|Housing bubble: listening for the pop|
Mar 05, 2012 Colby Cosh macleans.ca
Here’s a blog post that is going to be worth exactly what you paid for it. I promise. Like the rest of you I’ve been reading a lot of “pro” and “con” material about the possibility of a Canadian housing bubble. Including the dramatic material from our latest issue. And I have a couple of problems many of you will have shared in trying to follow the debate. One, my own involvement in the housing market (and we’re all involved, on one side or the other) makes it difficult for me to set aside wishful thinking. Two: the data are awfully slippery. A lot of what we hear is anecdotal; a lot more of what we hear, even from informed sources, seems little better than anecdotal; and where there is solid information about things like debt-to-income ratios and movements in good indices of housing prices, it’s hard to interpret.
The fact is, no one is really sure what to make of the many natural laws of housing prices whose existence has been asserted and whose revenge upon us (us owners) has often been promised. Though we do now know that one formerly popular law, “Housing always goes up”, ain’t much good. (Damn. No free lunch, you say?)
What I decided to do was this: to look for some data—any data would do as long as it seemed ostensibly meaningful—that, presented pictorially, show the U.S. housing bubble happening; and then look at the same picture for Canada, using like-vs.-like information, to see if our situation looks roughly the same. In other words, the simplest, dumbest analysis you can imagine, but performed, at any rate, without prejudice.
This, I think, is a pretty good picture of the US housing bubble, complete with the burst phase.
[Source: US Bureau of Economic Analysis.] “Net stock of residential fixed assets.” This is, if I understand the methodology notes right, an estimate of the total value, at the nominal prices current for each year, of American housing, without counting the land. The “old” parts of the stock are depreciated, dwindling toward zero gradually, and units are taken out entirely when they are demolished. This seems to me to be a useful measure if you correct it for population growth, as I have here, and as so many “anecdata” about rising home prices don’t. It tells a story that we would expect to have seen, and doesn’t treat a brand-new home as equal to a 50-year-old one.
I’m sure there are 20 different important problems with using this as an indicator of “bubbliness”. (If you can name some of them it would be useful for you to put them in the comments.) But the bubble is certainly there, popping in 2006. And if this is an indicator you’d started watching in 2002 or 2003, you’d have known enough to become worried before the catastrophe happened.
So what does Canada look like on roughly the same scale?

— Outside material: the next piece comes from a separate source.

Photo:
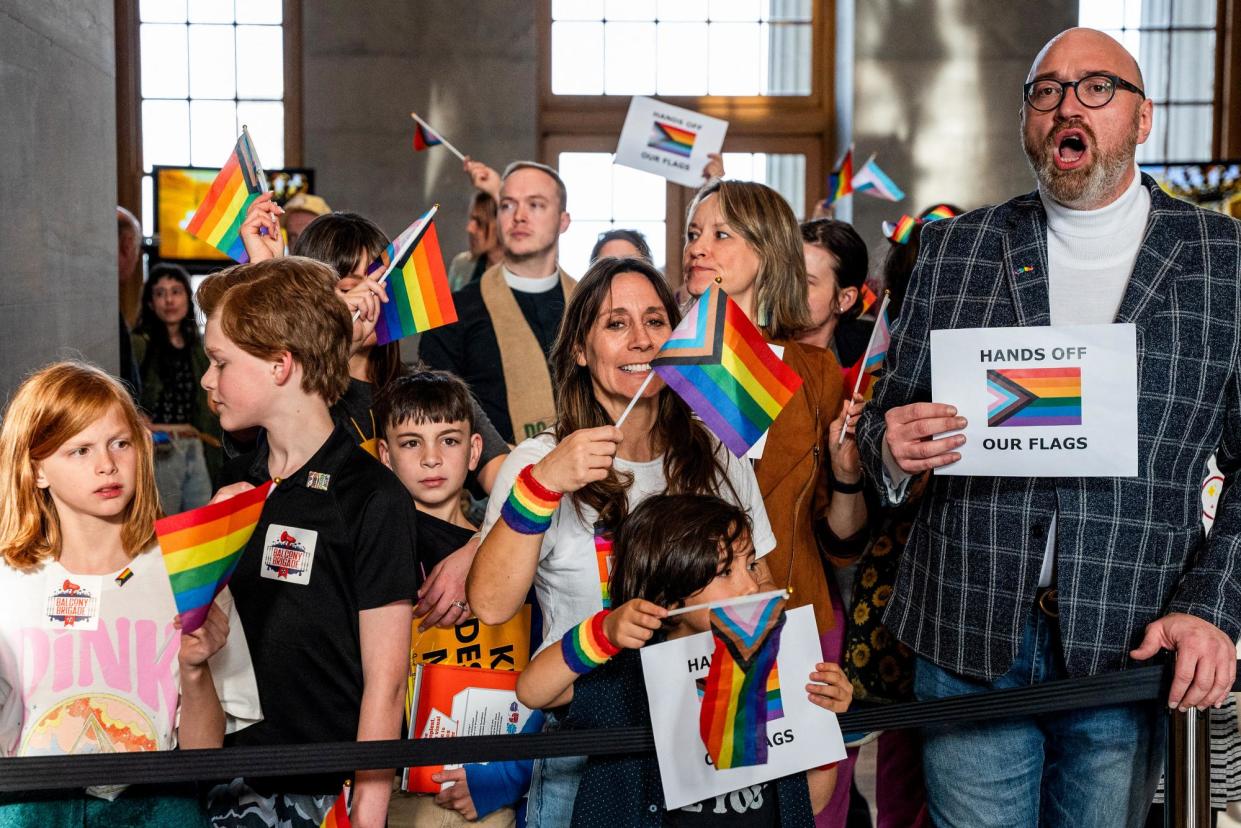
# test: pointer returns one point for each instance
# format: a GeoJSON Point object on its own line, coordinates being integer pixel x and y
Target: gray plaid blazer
{"type": "Point", "coordinates": [1128, 550]}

[Source: Statistics Canada.] It’s a good-news bad-news picture when you compare it to the American one. In the U.S., the per-capita value of the housing stock got wayyyy above trend in 2003 and 2004, climbing by 22.5% in just two years. Canada never did get that out-of-control over any short period of time, by this measure. At the same time, though, we did have five consecutive years (2003-07) of 7%+ growth. The U.S. has more or less reverted to trend, and we haven’t: we’ve merely cinched in the growth rate (working against the allure of cheap mortgages as best we can by means of lending policy) and hoped that no radical adjustment will be necessary. A few years of slow growth would be excellent news for us, given that the alternative might be the more-or-less wholesale destruction of entire conurbations that has been happening in the U.S.
I don’t think there is much doubt that Canada may have some local bubbles. If you look at the data for British Columbia, for example, you find that the Olympics combined with the general climate of insanity from 2003-06 to drive 9%+ growth for the whole province every year, with a peak of 11.3% in 2006. But then, as top economist Steve Pomeroy recently pointed out in The Mark, we know that was a bubble because it already popped in the faces of naïve buyers: with the market awash in Olympic housing, the per-capita residential asset stock stalled in 2008 (+0.5%) and dropped in 2009 (-1.1%). Harm that has already been done, and that is therefore behind us, is good news for those who fear the Condopocalypse.